Roland and Rhiannon exchanged looks of wonder.

Emma shook off her own stunned amazement at the little boy’s abilities, to ask the question she’d been holding back for the past several minutes. “Where is my father?”

“I’m sorry, Emma,” Rhiannon said. They hadn’t been introduced, but Emma wasn’t surprised that Rhiannon knew her name. She probably knew a lot more than just that. “I should’ve spoken sooner,” she went on. “He’s in the little room in the back with that mad vampiress. He hasn’t come out since we arrived.”
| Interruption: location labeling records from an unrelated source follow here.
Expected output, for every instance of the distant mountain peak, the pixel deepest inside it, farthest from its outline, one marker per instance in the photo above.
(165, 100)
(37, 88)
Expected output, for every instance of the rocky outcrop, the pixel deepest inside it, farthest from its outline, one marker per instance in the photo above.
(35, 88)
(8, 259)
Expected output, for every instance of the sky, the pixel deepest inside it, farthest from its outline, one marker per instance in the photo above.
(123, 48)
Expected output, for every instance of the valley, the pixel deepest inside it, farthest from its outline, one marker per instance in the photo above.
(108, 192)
Nodding, Emma turned to Devlin, squeezed his hand briefly, and then jogged across the barn in the direction Rhiannon had pointed. The room was small, just off the main part of the barn. It held an old, well-deep sink and tarnished faucets, a stack of buckets, a small window, and an exit door.
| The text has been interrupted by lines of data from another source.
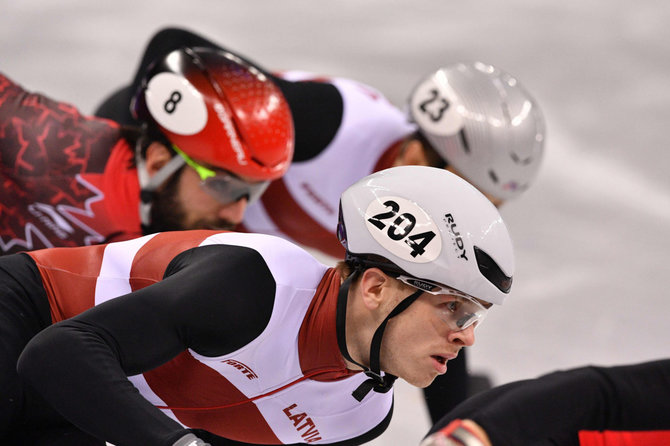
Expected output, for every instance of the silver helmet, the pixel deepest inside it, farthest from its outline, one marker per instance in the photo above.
(483, 123)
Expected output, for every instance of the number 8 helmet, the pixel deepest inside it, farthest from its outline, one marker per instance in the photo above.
(481, 121)
(429, 224)
(220, 110)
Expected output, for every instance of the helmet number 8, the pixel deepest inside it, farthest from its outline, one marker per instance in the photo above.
(401, 227)
(171, 104)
Her father sat on the floor beside the poor woman they’d rescued from the coffin-like box at DPI’s Sentinel. A vampiress, yes, but so long without sustenance that she was barely more than skin stretched over bones. She looked like a mummified Egyptian royal. Her hair was long, shock white, and thin, her face, shrunken and leathery.

“Dad?” Emma whispered.

Her father looked up, pushing his glasses up higher on his nose. There were tears on his cheeks, though, so the glasses slid right down again. He met Emma’s eyes and smiled sadly, but he didn’t get up and run to hug her. He just shook his head and looked down again.

“The vampires tried giving her some of their own blood, but she’s too weak to swallow. I don’t know if she’ll live, but I thank God you got here in time to see her before she.... before she....”

Emma frowned harder, moving closer to her father. She put a hand on his shoulder, needing to touch him, to assure herself he was real. She’d expected him to run to her, to hug her. But he was still on the floor staring at the woman, holding her hand, even. “Dad, I’m confused. Do you...know her?”

“I’d know her anywhere. She’s the love of my life.” He looked up at Emma. “Honey, this is your mother.”

Emma’s knees turned to liquid, buckled, and she wound up on floor, staring in disbelief at the woman who resembled, more than anything else, a horror movie prop. A Halloween lawn decoration. “That...that can’t be Mom,” she whispered.

His eyes were so sad that it broke her heart, and he ran his fingertips over the woman’s face. “It can’t be, but it is. Trust me, honey. I couldn’t mistake anyone else for my Diana.”

Emma forced herself to look at the emaciated figure, but for the life of her, she couldn’t see anything of her mother in that sunken face. She was so messed up, so damaged. And then something occurred to her. “The boy. The little boy, Gareth. Maybe he can help her.”

From behind her in the doorway, Devlin said, “They’ve gone, Emma.”

“Gone?” She turned, her eyes horror stricken. “No. No, they can’t be. Get them back, Dev!”